Illustration - Rwanda, un rapport décisif

Ayant été pris à parti, et parfois couvert d’insultes, à propos du dossier rwandais, je me dois de dire quelques mots après la publication du rapport rédigé notamment par le juge Marc Trévidic. Et d’en tirer quelques conclusions. Car voilà le résultat d’une expertise balistique dont les conséquences sont considérables, et de nature à modifier la vision que l’on pouvait avoir du génocide qui a coûté la vie à 800 000 Rwandais, dans leur immense majorité tutsies, entre avril et juillet 1994. Le rapport rendu public lundi par le juge Trévidic établit de façon incontestable, semble-t-il, que le missile qui, le 6 avril 1994, a abattu l’avion du président rwandais Juvénal Habyarimana, a été tiré depuis une position tenue les Forces armées rwandaises (FAR). Rappelons les termes du débat. Ou bien le missile avait atteint l’appareil par l’arrière, et il était probable qu’il provenait d’une position du Front patriotique rwandais (FPR), le mouvement tutsi du futur président Kagamé. Ou bien, il avait frappé l’avion par l’avant, et il provenait très probablement du domaine militaire de Kanombé tenu par les FAR. C’est cette dernière hypothèse qui a été vérifiée. Le rapport Trévidic contredit donc complètement les conclusions d’une enquête précédente, conduite par le très politique juge Bruguière, en 2006.

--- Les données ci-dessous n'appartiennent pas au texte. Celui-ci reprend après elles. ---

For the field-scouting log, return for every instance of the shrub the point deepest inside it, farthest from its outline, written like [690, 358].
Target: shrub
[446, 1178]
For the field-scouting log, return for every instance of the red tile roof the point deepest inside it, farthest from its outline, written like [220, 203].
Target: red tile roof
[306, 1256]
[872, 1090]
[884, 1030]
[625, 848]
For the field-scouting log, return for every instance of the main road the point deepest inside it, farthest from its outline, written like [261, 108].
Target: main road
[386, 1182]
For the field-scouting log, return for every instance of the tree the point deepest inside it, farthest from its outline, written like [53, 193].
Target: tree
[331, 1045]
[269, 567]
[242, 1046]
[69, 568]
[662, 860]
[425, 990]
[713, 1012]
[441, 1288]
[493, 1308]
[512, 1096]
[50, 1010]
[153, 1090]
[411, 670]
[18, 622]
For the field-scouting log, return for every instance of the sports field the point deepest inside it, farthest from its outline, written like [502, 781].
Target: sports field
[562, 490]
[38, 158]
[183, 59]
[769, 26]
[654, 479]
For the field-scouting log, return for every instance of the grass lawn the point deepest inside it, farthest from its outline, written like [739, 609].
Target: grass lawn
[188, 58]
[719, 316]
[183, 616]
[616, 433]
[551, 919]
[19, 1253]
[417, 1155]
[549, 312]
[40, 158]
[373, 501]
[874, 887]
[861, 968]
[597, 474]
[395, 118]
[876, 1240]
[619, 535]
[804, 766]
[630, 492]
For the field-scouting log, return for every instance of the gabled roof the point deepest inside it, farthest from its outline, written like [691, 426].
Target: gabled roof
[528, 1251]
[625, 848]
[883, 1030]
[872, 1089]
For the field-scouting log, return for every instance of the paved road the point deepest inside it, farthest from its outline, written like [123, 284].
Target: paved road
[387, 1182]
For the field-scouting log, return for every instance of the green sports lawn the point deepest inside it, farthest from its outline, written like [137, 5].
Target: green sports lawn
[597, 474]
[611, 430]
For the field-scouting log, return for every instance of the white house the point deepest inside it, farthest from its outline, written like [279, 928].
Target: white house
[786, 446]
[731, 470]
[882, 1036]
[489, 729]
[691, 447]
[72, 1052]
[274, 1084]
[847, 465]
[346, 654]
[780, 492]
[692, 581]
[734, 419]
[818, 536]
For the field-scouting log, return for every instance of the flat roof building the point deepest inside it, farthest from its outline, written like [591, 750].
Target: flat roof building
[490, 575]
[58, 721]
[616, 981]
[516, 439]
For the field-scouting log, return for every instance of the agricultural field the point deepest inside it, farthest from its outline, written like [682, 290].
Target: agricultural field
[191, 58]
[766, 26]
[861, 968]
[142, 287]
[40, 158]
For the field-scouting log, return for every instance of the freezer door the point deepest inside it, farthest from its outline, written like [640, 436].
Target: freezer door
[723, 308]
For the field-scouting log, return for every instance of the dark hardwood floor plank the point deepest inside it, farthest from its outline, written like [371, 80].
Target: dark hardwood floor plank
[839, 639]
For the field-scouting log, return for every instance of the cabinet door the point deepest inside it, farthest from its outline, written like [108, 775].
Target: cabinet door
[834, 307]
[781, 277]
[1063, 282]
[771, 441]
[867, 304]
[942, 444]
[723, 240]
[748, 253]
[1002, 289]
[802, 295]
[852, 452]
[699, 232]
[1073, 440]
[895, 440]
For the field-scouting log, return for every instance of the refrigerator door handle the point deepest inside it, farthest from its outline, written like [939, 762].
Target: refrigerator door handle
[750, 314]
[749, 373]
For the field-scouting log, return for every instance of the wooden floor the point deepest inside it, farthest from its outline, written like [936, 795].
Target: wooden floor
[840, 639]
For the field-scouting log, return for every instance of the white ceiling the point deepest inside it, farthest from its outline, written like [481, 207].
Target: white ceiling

Il contredit aussi les suppositions et les convictions de plusieurs personnalités qui, par déduction, ou à la suite de témoignages recueillis sur place, ont défendu l’hypothèse inverse. C’est le cas notamment du sociologue André Guichaoua à qui nous avons donné largement la parole dans Politis, y compris sur cet aspect du dossier. Je me dois, par conséquent, de prendre acte des conclusions du rapport Trévidic. Et d’en tirer un certain nombre de conclusions. Cela sans mettre en cause l’honnêteté de ceux qui se sont trompés, ou qui ont été induits en erreur. Ni leur imputer, comme certains l’ont fait, des arrière-pensées négationnistes. L’affaire rwandaise, aux multiples conséquences humaines, politiques, économiques, juridiques, a été, depuis le début, l’objet de toutes les manipulations. Les vrais-faux témoins « retournés », ou qui se sont rétractés, ne manquent pas. Je me garderai également de trop extrapoler à partir du rapport Trévidic.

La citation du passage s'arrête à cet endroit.